2008 Fiscal Year Annual Research Report
インプリンティング遺伝子のゲノムワイドな同定法の開発と、小児腫瘍の病態解明
Project/Area Number |
19659274
|
Research Institution | Gunma Institute of Public Health and Environmental Sciences |
Principal Investigator |
林 泰秀 Gunma Institute of Public Health and Environmental Sciences, 研究企画係, 研究員 (30238133)
|
Keywords | 遺伝学 / 遺伝子 / ゲノム / 癌 / マイクロアレイ |
Research Abstract |
小児腫瘍において、種々の遺伝子がuniparental disomy(UPD)やその他のメカニズムによりインプリンティングが障害されていると考えられ、各腫瘍にはheterogeneityが存在することが予測され、ある腫瘍では別の腫瘍で障害されるインプリンティングは保存されていることが予測される。
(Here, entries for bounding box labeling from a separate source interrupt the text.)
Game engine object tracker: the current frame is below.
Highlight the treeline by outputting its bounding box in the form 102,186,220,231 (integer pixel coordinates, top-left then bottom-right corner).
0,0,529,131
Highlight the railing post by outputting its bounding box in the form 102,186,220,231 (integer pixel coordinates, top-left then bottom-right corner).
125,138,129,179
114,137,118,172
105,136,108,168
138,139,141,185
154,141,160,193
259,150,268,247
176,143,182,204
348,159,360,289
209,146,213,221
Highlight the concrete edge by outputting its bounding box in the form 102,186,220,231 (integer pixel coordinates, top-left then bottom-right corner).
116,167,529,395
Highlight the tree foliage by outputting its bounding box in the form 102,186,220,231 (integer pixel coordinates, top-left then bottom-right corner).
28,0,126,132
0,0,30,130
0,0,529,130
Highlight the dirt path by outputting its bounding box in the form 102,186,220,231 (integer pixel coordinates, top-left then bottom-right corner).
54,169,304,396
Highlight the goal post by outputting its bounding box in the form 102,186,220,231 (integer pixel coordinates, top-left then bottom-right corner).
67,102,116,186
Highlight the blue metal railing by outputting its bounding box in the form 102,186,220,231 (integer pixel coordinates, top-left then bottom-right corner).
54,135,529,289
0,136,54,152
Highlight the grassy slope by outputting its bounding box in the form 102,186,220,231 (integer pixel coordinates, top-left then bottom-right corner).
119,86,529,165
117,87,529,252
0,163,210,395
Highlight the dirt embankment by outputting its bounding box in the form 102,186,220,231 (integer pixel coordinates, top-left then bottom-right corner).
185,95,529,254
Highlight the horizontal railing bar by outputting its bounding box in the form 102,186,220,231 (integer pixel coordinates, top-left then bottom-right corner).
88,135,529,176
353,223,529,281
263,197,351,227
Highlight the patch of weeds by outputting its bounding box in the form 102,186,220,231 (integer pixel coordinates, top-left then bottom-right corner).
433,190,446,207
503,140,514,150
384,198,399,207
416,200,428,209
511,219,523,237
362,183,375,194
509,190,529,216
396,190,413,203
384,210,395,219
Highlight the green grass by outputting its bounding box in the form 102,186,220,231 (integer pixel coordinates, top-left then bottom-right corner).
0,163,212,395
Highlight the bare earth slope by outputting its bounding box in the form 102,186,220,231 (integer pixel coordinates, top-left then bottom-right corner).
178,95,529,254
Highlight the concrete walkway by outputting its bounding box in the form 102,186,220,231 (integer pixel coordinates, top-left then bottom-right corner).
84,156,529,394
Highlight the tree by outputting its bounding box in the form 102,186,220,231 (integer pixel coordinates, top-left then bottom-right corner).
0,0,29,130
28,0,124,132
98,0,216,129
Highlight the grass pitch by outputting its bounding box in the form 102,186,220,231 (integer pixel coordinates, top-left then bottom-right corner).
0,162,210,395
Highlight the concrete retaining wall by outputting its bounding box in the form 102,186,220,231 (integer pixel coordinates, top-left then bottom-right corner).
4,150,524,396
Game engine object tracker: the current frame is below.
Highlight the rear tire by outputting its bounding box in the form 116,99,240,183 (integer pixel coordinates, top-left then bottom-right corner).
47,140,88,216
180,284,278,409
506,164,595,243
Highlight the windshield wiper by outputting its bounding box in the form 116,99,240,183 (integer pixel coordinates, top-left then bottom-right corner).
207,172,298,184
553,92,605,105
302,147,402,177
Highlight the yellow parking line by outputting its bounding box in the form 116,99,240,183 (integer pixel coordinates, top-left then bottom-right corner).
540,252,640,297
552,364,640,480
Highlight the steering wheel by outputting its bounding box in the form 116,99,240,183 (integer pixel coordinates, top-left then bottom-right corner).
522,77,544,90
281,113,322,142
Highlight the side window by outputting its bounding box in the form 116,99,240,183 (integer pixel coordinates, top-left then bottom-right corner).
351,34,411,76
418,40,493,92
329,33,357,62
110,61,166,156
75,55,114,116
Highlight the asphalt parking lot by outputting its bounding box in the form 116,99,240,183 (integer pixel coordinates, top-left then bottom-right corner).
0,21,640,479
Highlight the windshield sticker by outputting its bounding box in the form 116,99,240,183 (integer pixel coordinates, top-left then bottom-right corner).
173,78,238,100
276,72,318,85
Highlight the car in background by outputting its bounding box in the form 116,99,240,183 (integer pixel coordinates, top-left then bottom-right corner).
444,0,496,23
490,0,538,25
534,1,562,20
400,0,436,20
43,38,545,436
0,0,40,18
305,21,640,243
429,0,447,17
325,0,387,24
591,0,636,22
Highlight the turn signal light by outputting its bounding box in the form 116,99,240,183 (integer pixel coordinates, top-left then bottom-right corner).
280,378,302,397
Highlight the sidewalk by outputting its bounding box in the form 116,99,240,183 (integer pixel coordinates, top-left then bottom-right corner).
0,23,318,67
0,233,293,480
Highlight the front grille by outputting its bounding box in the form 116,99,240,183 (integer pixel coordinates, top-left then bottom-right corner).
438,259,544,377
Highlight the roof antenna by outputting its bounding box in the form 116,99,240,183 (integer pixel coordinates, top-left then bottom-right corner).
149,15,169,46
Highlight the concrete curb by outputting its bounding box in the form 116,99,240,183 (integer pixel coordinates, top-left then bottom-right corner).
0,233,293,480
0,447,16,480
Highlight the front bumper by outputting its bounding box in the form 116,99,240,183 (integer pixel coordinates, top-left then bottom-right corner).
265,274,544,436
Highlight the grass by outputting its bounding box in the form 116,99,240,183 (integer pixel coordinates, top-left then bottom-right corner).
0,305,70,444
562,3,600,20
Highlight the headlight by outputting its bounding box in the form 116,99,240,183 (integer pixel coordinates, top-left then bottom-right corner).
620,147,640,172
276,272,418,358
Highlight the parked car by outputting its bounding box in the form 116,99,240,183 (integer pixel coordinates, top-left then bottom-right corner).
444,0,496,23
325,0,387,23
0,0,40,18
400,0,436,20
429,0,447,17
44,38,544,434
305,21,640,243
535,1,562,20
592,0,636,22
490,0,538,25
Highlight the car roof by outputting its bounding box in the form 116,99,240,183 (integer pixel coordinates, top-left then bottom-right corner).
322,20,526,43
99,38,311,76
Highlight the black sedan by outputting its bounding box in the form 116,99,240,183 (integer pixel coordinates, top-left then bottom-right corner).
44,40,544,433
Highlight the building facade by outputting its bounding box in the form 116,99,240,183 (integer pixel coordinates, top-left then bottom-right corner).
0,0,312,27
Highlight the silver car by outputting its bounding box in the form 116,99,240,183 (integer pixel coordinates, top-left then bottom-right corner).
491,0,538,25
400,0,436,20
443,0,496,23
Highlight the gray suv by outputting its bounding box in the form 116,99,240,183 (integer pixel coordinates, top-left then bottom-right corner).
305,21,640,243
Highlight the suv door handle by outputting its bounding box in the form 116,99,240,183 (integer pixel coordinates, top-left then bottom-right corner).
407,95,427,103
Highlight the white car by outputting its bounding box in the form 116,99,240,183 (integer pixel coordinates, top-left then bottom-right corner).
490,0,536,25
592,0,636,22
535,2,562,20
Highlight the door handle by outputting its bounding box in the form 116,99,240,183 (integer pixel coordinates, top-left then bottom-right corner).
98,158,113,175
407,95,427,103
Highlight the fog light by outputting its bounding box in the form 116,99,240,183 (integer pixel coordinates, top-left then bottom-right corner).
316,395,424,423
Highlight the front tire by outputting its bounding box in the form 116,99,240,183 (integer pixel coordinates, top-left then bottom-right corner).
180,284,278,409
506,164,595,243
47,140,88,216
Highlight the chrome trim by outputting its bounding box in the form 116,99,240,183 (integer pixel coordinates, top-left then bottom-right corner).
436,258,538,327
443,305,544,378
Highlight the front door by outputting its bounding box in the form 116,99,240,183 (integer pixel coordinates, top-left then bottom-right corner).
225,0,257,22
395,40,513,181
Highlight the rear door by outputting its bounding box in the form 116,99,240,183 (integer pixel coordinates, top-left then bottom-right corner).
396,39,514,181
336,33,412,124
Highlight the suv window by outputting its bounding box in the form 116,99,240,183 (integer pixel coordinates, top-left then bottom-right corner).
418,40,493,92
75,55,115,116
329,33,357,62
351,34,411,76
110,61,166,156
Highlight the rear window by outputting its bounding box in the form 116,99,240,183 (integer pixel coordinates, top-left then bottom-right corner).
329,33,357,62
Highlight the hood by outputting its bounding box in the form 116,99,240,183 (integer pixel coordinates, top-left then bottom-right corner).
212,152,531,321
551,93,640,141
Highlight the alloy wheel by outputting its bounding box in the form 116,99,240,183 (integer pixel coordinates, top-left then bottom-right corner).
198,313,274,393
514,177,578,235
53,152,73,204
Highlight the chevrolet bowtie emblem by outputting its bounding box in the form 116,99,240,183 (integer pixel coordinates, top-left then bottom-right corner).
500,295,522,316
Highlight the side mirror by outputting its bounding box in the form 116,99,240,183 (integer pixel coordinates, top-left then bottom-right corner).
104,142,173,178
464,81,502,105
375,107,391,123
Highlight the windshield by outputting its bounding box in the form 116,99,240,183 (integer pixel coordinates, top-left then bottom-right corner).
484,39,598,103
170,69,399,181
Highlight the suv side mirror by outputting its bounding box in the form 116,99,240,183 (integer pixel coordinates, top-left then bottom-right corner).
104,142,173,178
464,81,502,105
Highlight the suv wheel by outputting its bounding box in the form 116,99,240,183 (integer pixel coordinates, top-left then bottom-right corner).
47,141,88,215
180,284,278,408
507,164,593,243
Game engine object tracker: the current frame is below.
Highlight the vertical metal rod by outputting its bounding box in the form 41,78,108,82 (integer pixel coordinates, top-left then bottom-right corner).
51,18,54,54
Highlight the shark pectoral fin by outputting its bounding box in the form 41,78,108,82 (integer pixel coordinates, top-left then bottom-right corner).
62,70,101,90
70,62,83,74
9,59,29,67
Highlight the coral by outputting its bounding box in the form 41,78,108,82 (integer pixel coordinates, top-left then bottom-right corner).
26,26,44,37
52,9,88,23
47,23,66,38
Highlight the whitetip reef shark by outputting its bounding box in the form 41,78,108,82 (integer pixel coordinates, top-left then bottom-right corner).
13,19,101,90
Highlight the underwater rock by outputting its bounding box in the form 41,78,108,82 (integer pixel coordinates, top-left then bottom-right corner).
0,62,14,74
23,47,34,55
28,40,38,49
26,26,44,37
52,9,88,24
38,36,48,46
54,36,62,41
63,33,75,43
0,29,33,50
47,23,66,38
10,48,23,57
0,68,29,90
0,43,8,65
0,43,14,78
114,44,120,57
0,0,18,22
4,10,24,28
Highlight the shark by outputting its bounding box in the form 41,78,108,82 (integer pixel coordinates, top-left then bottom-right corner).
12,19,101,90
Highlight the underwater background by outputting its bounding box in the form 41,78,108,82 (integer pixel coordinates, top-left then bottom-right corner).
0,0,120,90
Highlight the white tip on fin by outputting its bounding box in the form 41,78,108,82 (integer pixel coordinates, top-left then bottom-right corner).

これらのことにより小児腫瘍では癌遺伝子が活性化されたり、メチル化などにより癌抑制遺伝子が不活化されることによる発癌メカニズムが考えられる。 今年度は神経芽腫で検討した。新鮮神経芽腫215例と24細胞株において、100万SNPプローブを搭載したGeneChip1Mアレイを用いた手法によりUPDの網羅的な探索を行い、共通して認められるUPD領域を網羅的に探索した。Affymetrix社のGene Chipアレイによる神経芽腫の解析では、コピー数の増加または増幅は2番染色体のMYCN領域より少し中心体よりの領域でみられ、この領域にALK遺伝子が同定された。ALK遺伝子の変異の解析では変異は新鮮腫瘍215例中13例(6.1%)、細胞株24株中8株(33%)でみられた。変異がみられた新鮮腫瘍13例中12例が病期3〜4の進展例であった。変異キナーゼは自己リン酸されており、変異のないキナーゼに比べて活性が上昇していた。また変異体を導入したNIH3T3線維芽細胞は形質転換し、ソフトアガールでコロニー形成がみられ、ヌードマウスでも腫瘍を形成した。siRNAによってALKをdown regulationすると神経芽腫の増殖が抑制された(Nature 2008)。今回のALK遺伝子同定の結果は進行神経芽腫の発生機序の解明に貢献し、ALK阻害薬は治療に役立つ可能性が示唆された。